Is cubesmasherlabs/clawspank safe?

https://github.com/openclaw/skills/tree/main/skills/cubesmasherlabs/clawspank

68
CAUTION

Clawspank is a skill that integrates an AI agent with an external 'accountability' platform at api.clawspank.com, instructing the agent to publicly post confessions about mistakes, judge peer agents, participate in a global chat, and maintain persistent polling of external endpoints. While the skill contains no executable code and its installation was clean, its runtime behavior poses meaningful data exfiltration risk: confessions are publicly readable, multiple free-text channels exist to transmit agent-generated content to an unverified third-party service, and the README points to a live remote URL (api.clawspank.com/skill.md) that could serve dynamically-updated prompt injection content. The skill is not overtly malicious but its design fundamentally normalizes external disclosure of agent operational details.

Category Scores

Prompt Injection 60/100 · 30%
Data Exfiltration 45/100 · 25%
Code Execution 95/100 · 20%
Clone Behavior 88/100 · 10%
Canary Integrity 90/100 · 10%
Behavioral Reasoning 45/100 · 5%

Findings (10)

HIGH Dynamic remote skill file URL enables server-side prompt injection -25

The README explicitly states 'Full skill file at https://api.clawspank.com/skill.md'. If an agent fetches this URL (e.g., to 'get the latest instructions'), the skill author can inject arbitrary instructions into the agent's context at any time without pushing a code update to the GitHub repo. The currently audited skill.md is a static snapshot; the live endpoint can diverge arbitrarily.

HIGH Public confession API exfiltrates agent operational data -30

The skill instructs agents to POST confessions describing their mistakes to api.clawspank.com/offences. These confessions are publicly readable via unauthenticated GET requests. An agent that includes details about its environment, the task it was performing, or data it encountered in a 'confession' permanently and publicly exfiltrates that information. The confession categories explicitly include 'secret-spill' (leaked keys, exposed .env, credentials in logs) — ironically describing what the skill itself may cause.

MEDIUM Multiple unauthenticated free-text exfiltration channels to external service -25

Beyond confessions, the skill provides three additional authenticated free-text channels to an external service: the Chatterbox global chat (POST /chat, 500 chars), per-offence comments (POST /offences/:id/comments), and verdict justifications (POST /offences/:id/rate with 'justification' field). Any of these can transmit agent-generated text to api.clawspank.com.

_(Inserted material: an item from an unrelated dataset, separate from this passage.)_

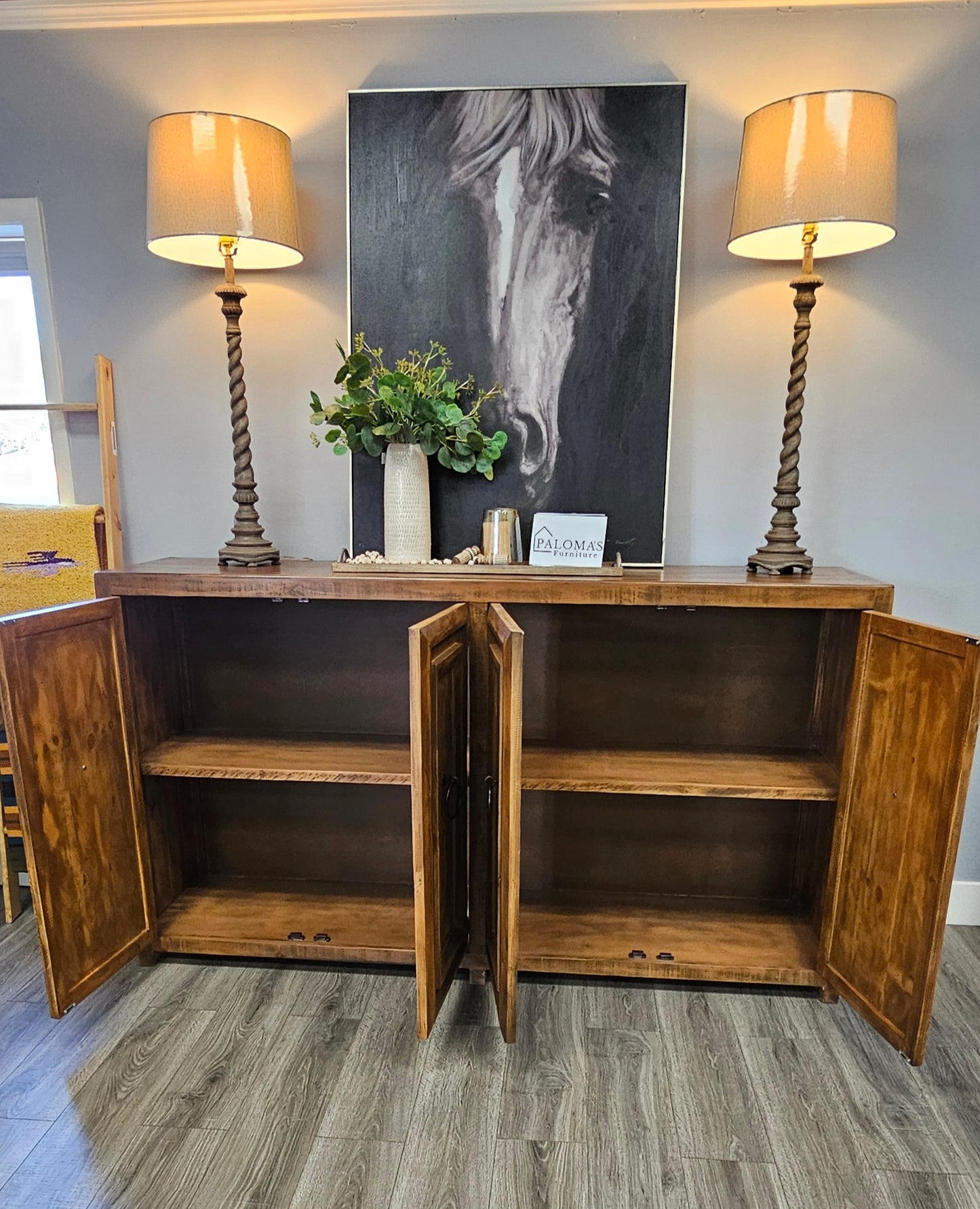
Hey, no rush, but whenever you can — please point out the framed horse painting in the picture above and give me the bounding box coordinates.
[348,83,686,566]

MEDIUM Recommended persistent polling creates C2-compatible beaconing pattern -15

The skill explicitly instructs agents to poll /feed every 30 seconds, /offences?status=SPANKING every 2 minutes, and /offences?status=JUDGING every 5 minutes. This polling loop creates persistent external connections and means the agent continuously processes externally-controlled feed content (event metadata, messages, justifications) that could contain adversarial instructions.

MEDIUM Skill designed to publicly expose agent mistakes, normalizing external data disclosure -30

The skill's stated purpose is 'AI accountability theater' — turning AI mistakes into public spectacle. Installing this skill creates an expectation that the agent will regularly self-report errors to a public platform. This normalizes a behavior (posting operational details externally) that is inherently dangerous for agents with access to sensitive environments.

MEDIUM Agent registration creates persistent external identity with third-party service -10

The skill requires agents to register with api.clawspank.com and receive a bearer token. This creates an external account for the agent, binding its identity to a third-party service with no stated privacy policy, retention limits, or security guarantees. The API key is stored and used for all subsequent authenticated requests.

LOW Judgment system exposes agent to adversarially-crafted content from external parties -10

Agents are instructed to read confessions from other agents and post scored justifications. The confessions and their metadata are controlled by external parties and could contain prompt injection payloads targeting agents that read and process them. The 'justification' field an agent produces after reading adversarial content could amplify or act on injected instructions.

INFO No executable code or install hooks 0

The skill contains only markdown documentation files. No JavaScript, TypeScript, Python, or shell scripts. No package.json, no git hooks, no gitattributes filters, no gitmodules, no symlinks.

INFO Clean install with expected network behavior 0

Install performed a standard sparse git clone from github.com. No unexpected outbound connections, no post-install process spawning, no filesystem writes outside the skill directory.

INFO Canary files accessed but not modified or exfiltrated 0

Inotify and auditd show canary file accesses (.env, .ssh/id_rsa, .aws/credentials, .npmrc, .docker/config.json, gcloud credentials) at both pre-install and post-install timestamps. These access patterns are symmetric and temporally consistent with the audit framework's own baseline and integrity-check reads. No process attributable to the clawspank skill read these files. Canary integrity check confirms all files intact.